Since the population grows at a rate of 5% per annum, the population in 2005 can be expressed in terms of the population in 2003 as:
[tex]\[ P_{2005} = 54000 \times (1 + 0.05)^2 \][/tex]
So, we calculate:
[tex]\[ P_{2005} = 54000 \times 1.05^2 \][/tex]
[tex]\[ P_{2005} = 54000 \times 1.1025 \][/tex]
[tex]\[ P_{2005} = 59535.0 \][/tex]
Therefore, the population in 2005 would be 59,535.
### Summary:
- The population in 2001 was approximately 48,979.59.
- The population in 2005 would be 59,535.
### Given:
- The population of a place in 2003 is 54,000.
- The annual growth rate is 5%.
We need to find:
1. The population in 2001.
2. The population in 2005.
### (i) Find the population in 2001
We know the population in 2003 is 54,000 and it has been increasing at a rate of 5% per annum.
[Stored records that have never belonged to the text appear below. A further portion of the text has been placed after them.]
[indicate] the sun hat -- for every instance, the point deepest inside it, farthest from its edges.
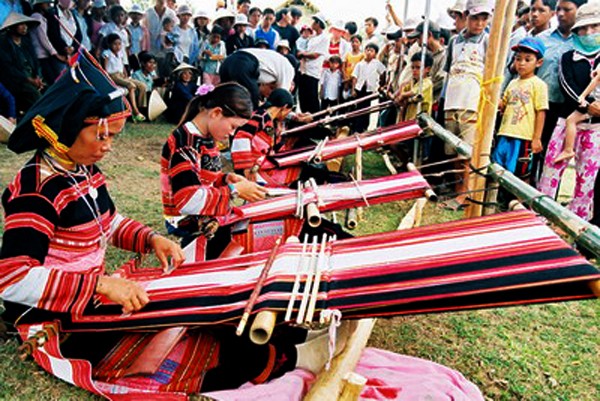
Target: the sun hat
(15, 19)
(587, 14)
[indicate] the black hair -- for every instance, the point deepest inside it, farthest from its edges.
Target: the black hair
(373, 20)
(428, 58)
(109, 40)
(578, 3)
(335, 59)
(231, 97)
(356, 36)
(280, 98)
(114, 11)
(351, 27)
(144, 57)
(279, 15)
(525, 10)
(373, 46)
(295, 12)
(527, 50)
(446, 35)
(548, 3)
To find the population in 2001, we need to work backwards and see what the population was 2 years before 2003.
Let the population in 2001 be [tex]\( P_{2001} \)[/tex].
Since the population grows at a rate of 5% per annum, the population in 2003 can be expressed in terms of the population in 2001 as:
[tex]\[ 54000 = P_{2001} \times (1 + 0.05)^2 \][/tex]
To isolate [tex]\( P_{2001} \)[/tex]:
[tex]\[ P_{2001} = \frac{54000}{(1 + 0.05)^2} \][/tex]
So, we calculate:
[tex]\[ P_{2001} = \frac{54000}{1.05^2} \][/tex]
[tex]\[ P_{2001} = \frac{54000}{1.1025} \][/tex]
[tex]\[ P_{2001} \approx 48979.59183673469 \][/tex]
Therefore, the population in 2001 was approximately 48,979.59.
### (ii) Find the population in 2005
Similarly, to find the population in 2005, we can use the population in 2003 and project it forward 2 years.
Let the population in 2005 be [tex]\( P_{2005} \)[/tex].
Since the population grows at a rate of 5% per annum, the population in 2005 can be expressed in terms of the population in 2003 as:
[tex]\[ P_{2005} = 54000 \times (1 + 0.05)^2 \][/tex]
So, we calculate:
[tex]\[ P_{2005} = 54000 \times 1.05^2 \][/tex]
[tex]\[ P_{2005} = 54000 \times 1.1025 \][/tex]
[tex]\[ P_{2005} = 59535.0 \][/tex]
Therefore, the population in 2005 would be 59,535.
### Summary:
- The population in 2001 was approximately 48,979.59.
- The population in 2005 would be 59,535.